Two weeks ago was my 44th birthday and I wasn't feeling too good that morning.
I went to breakfast knowing my wife would be pleasant and say,

"Happy Birthday!", and probably have a present for me.

As it turned out, she didn't even say good morning, let alone any happy birthday.

I thought, well, that's wives for you, the children will remember...The children came in to breakfast and didn't say a word.

So when I left for the office, I was feeling pretty low and despondent..

As I walked into my office, my secretary Janet said, "Good morning, Boss, Happy Birthday". And I felt a little better that someone had remembered.

I worked until noon, then Janet knocked on my door and said, "You know, it's such a beautiful day outside, and it's your birthday, let's go to lunch, just you and me."

I said, "That's the greatest thing I've heard all day, let's go!"

We went to lunch we didn't go where we normally go; instead we went out to a private little place. We had two martinis and enjoyed lunch tremendously.

On the way back to the office, she said, "You know, it's such a beautiful day, we don't need to go back to the office, do we?"

I said, "No, I guess not." She said, "Let's go to my apartment."

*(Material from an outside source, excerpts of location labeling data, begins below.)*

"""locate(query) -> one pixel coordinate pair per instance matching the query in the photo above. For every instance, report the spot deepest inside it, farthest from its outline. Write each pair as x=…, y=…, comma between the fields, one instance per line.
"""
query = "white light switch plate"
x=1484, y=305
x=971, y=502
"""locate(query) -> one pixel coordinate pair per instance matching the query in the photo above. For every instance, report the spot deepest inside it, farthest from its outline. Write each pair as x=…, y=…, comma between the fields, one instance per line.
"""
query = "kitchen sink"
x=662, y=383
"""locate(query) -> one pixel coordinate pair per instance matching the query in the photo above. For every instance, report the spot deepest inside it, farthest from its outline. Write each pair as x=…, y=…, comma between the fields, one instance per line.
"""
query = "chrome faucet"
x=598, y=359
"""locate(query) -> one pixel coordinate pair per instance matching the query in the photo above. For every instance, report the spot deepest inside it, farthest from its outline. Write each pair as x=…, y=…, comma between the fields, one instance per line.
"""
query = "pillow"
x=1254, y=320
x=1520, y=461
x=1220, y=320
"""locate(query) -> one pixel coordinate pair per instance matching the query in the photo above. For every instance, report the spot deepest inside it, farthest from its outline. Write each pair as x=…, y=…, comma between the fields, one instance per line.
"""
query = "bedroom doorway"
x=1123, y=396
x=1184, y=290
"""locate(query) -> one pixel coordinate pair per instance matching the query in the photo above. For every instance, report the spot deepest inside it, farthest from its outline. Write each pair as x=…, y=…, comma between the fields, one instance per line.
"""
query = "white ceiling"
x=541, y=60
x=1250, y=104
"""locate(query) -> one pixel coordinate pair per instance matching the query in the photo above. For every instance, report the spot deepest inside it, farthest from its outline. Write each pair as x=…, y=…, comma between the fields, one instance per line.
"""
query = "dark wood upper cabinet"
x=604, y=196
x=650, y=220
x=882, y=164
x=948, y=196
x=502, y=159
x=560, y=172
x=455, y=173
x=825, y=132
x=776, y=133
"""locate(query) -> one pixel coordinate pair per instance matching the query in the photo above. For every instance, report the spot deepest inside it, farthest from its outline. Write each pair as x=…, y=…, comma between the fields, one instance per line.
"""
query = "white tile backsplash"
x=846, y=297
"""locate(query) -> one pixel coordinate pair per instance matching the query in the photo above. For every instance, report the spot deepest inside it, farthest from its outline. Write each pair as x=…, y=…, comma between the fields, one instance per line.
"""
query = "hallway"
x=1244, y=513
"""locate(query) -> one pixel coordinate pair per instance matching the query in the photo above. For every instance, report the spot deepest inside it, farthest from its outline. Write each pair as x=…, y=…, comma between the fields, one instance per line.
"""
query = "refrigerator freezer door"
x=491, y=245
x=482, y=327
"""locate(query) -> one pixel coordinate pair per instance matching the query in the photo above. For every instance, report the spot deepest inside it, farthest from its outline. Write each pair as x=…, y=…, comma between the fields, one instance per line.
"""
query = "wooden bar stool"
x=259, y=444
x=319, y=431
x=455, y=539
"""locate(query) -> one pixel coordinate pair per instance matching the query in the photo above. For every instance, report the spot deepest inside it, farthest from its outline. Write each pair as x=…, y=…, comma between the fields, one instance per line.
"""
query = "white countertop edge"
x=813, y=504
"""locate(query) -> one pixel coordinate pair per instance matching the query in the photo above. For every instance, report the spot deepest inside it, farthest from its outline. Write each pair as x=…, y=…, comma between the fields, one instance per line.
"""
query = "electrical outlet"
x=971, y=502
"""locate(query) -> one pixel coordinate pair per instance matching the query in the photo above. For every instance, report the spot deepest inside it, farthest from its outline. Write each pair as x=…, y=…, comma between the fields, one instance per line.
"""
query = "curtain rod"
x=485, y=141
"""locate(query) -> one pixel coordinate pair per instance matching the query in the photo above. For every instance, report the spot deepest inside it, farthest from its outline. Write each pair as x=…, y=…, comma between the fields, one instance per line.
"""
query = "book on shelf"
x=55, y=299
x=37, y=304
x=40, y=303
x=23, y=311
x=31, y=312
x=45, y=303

After arriving at her apartment she said, "Boss, if you don't mind, I think I'll go into the bedroom. "Sure!" I excitedly replied.

She went into the bedroom and, in about six minutes, she came out carrying a huge birthday cake ----- followed by my wife, children, and dozens of our friends, all singing Happy Birthday.

And I just sat there...on the couch...naked.

 

a good oral sex makes your day, a good anal sex makes your "hole weak"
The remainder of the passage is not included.